Prolyl 4-hydroxylases (P4Hs) catalyze the proline hydroxylation, a major post-translational modification, of hydroxyproline-rich glycoproteins. Two carnation petal P4H cDNAs, (Dianthus caryophyllus prolyl 4-hydroxylase) DcP4H1 and DcP4H2, were identified and characterized at the gene expression and biochemical level in order to investigate their role in flower senescence. Both mRNAs showed similar patterns of expression with stable transcript abundance during senescence progression and differential tissue-specific expression with DcP4H1 and DcP4H2 strongly expressed in ovaries and stems, respectively.
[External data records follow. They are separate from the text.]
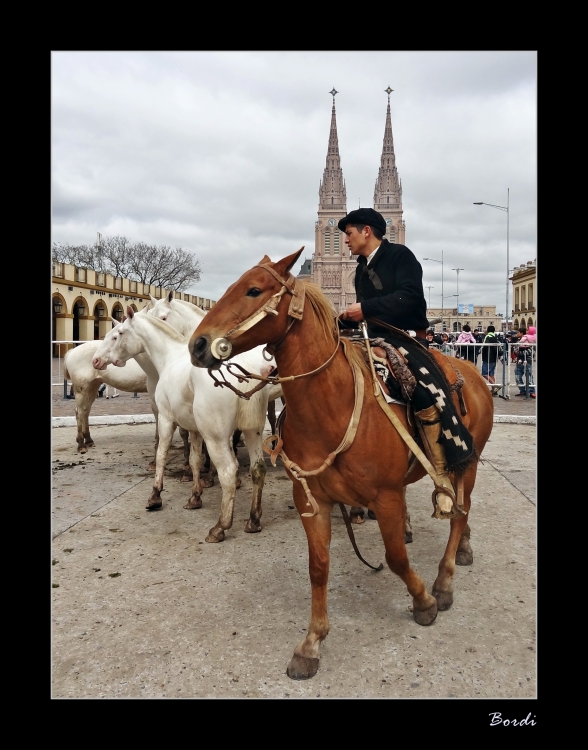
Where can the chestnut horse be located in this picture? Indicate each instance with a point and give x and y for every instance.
(301, 332)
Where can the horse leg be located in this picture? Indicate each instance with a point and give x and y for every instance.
(187, 475)
(464, 554)
(85, 397)
(271, 417)
(195, 459)
(166, 432)
(227, 466)
(155, 411)
(442, 588)
(407, 526)
(390, 517)
(305, 661)
(257, 470)
(207, 469)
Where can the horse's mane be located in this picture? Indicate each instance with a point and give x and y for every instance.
(327, 317)
(190, 306)
(166, 328)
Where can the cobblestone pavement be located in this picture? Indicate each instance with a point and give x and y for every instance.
(126, 403)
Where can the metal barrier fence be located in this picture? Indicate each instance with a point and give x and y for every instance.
(522, 377)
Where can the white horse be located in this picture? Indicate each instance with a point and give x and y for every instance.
(86, 379)
(186, 396)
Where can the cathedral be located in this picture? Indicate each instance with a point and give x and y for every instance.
(332, 267)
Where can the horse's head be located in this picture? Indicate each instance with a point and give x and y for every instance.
(124, 342)
(254, 310)
(101, 358)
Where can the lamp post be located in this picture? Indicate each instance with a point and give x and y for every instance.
(449, 296)
(442, 298)
(506, 209)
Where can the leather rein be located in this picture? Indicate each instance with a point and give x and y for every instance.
(289, 286)
(296, 289)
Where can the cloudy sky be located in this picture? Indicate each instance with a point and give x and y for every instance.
(221, 153)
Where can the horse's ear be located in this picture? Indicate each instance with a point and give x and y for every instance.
(283, 266)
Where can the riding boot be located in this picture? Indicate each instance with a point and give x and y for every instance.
(443, 502)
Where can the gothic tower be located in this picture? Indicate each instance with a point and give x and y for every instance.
(388, 190)
(333, 267)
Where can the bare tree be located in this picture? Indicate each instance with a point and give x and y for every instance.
(161, 265)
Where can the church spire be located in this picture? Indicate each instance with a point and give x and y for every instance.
(388, 188)
(332, 191)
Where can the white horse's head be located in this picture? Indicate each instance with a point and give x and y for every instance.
(101, 358)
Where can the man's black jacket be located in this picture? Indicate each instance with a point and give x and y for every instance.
(391, 288)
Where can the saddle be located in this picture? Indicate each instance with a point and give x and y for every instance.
(390, 362)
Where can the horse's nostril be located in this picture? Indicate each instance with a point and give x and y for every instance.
(200, 345)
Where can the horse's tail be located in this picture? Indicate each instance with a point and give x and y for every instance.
(252, 413)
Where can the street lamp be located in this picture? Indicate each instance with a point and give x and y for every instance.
(457, 290)
(449, 296)
(439, 261)
(429, 288)
(506, 209)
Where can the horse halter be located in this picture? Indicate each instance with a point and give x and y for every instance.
(221, 348)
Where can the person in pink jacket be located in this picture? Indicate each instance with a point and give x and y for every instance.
(465, 337)
(525, 359)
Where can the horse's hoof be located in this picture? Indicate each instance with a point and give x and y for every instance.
(302, 667)
(464, 557)
(425, 616)
(215, 535)
(444, 599)
(252, 527)
(155, 506)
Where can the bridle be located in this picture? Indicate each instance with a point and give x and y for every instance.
(222, 347)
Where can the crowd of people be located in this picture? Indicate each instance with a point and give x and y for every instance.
(468, 345)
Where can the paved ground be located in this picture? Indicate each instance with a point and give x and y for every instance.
(143, 607)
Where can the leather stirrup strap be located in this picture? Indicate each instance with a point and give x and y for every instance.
(347, 520)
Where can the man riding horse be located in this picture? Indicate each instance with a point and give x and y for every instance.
(389, 288)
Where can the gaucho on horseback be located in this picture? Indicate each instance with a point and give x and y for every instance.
(390, 296)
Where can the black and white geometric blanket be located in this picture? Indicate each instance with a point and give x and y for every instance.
(432, 389)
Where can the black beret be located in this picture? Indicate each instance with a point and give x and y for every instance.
(364, 216)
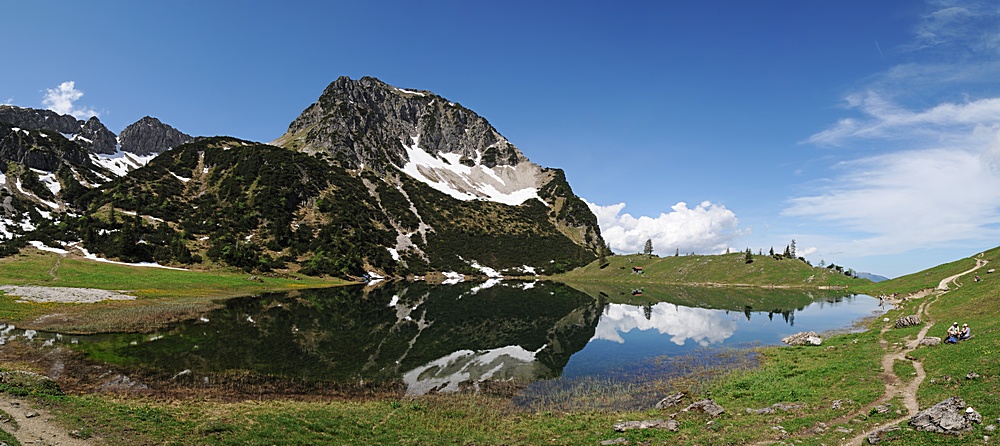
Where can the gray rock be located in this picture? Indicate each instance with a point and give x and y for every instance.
(121, 383)
(876, 437)
(148, 135)
(91, 134)
(670, 425)
(707, 406)
(775, 407)
(837, 404)
(670, 400)
(907, 321)
(930, 340)
(803, 338)
(950, 416)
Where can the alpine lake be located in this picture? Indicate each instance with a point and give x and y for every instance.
(538, 338)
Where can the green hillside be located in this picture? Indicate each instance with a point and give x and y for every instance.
(711, 270)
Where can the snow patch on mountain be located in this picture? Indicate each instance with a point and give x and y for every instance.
(121, 163)
(511, 185)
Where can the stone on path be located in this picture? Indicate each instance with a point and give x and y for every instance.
(876, 437)
(950, 416)
(670, 425)
(803, 338)
(907, 321)
(707, 406)
(670, 400)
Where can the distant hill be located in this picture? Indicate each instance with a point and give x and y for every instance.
(370, 179)
(873, 277)
(711, 270)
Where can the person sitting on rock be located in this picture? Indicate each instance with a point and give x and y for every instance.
(953, 332)
(966, 333)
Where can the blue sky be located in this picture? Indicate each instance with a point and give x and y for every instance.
(868, 132)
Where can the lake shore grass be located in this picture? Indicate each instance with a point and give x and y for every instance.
(829, 395)
(162, 295)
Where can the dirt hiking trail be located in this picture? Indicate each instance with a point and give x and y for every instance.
(34, 426)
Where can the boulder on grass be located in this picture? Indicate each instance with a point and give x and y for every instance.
(950, 416)
(803, 338)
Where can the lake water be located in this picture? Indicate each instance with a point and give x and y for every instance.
(444, 338)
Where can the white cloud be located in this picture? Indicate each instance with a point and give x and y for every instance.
(708, 228)
(61, 99)
(886, 120)
(931, 130)
(908, 200)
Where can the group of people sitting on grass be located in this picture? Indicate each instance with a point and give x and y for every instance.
(956, 334)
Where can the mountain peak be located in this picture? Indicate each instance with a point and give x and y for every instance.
(148, 136)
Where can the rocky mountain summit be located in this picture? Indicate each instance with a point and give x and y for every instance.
(367, 123)
(148, 136)
(370, 180)
(90, 134)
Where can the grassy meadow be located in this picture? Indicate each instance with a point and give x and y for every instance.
(730, 270)
(829, 392)
(163, 295)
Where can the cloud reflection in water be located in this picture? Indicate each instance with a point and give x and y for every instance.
(681, 323)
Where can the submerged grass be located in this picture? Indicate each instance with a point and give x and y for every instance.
(828, 391)
(639, 387)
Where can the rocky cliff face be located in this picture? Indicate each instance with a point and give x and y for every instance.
(148, 136)
(369, 124)
(91, 134)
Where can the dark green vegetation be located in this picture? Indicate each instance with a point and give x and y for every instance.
(845, 371)
(729, 270)
(263, 208)
(163, 295)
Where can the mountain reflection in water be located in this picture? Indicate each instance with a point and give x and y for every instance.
(446, 338)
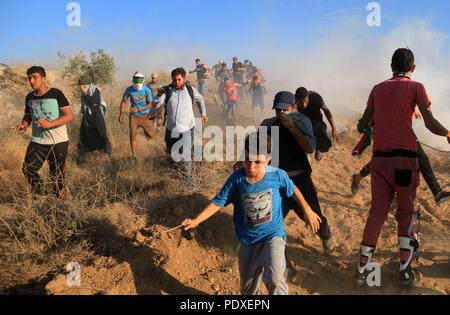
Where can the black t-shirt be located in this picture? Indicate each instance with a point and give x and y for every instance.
(48, 107)
(313, 110)
(201, 72)
(292, 156)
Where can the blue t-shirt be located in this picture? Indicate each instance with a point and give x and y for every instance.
(138, 99)
(258, 208)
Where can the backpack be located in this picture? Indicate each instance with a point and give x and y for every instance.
(168, 90)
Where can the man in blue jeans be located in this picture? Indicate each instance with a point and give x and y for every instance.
(178, 99)
(258, 192)
(202, 71)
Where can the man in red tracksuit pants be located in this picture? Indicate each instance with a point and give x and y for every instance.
(394, 167)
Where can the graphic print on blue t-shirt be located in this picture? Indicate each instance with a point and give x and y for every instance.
(139, 99)
(258, 207)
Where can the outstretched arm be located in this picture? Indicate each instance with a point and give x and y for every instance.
(208, 212)
(432, 123)
(311, 218)
(330, 119)
(366, 119)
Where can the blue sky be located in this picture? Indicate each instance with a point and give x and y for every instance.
(36, 30)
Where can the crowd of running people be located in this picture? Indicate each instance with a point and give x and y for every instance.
(262, 195)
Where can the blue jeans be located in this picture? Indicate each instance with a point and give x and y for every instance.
(184, 142)
(202, 86)
(265, 262)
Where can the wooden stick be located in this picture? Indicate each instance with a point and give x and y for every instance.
(175, 228)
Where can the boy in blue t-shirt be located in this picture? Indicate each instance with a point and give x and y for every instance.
(258, 193)
(140, 98)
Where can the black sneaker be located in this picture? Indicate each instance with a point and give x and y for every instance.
(355, 186)
(442, 197)
(410, 276)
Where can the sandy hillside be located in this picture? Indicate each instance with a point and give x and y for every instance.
(114, 220)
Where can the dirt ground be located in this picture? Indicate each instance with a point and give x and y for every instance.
(130, 251)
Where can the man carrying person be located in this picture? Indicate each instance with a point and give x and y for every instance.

Recombinant DcP4H1 and DcP4H2 proteins were produced and their catalytic properties were determined. Pyridine 2,4-dicarboxylate (PDCA) was identified as a potent inhibitor of the in vitro enzyme activity of both P4Hs and used to determine whether inhibition of proline hydroxylation in petals is involved in senescence progression of cut carnation flowers. PDCA suppressed the climacteric ethylene production indicating a strong correlation between the inhibition of DcP4H1 and DcP4H2 activity in vitro by PDCA and the suppression of climacteric ethylene production in cut carnation flowers.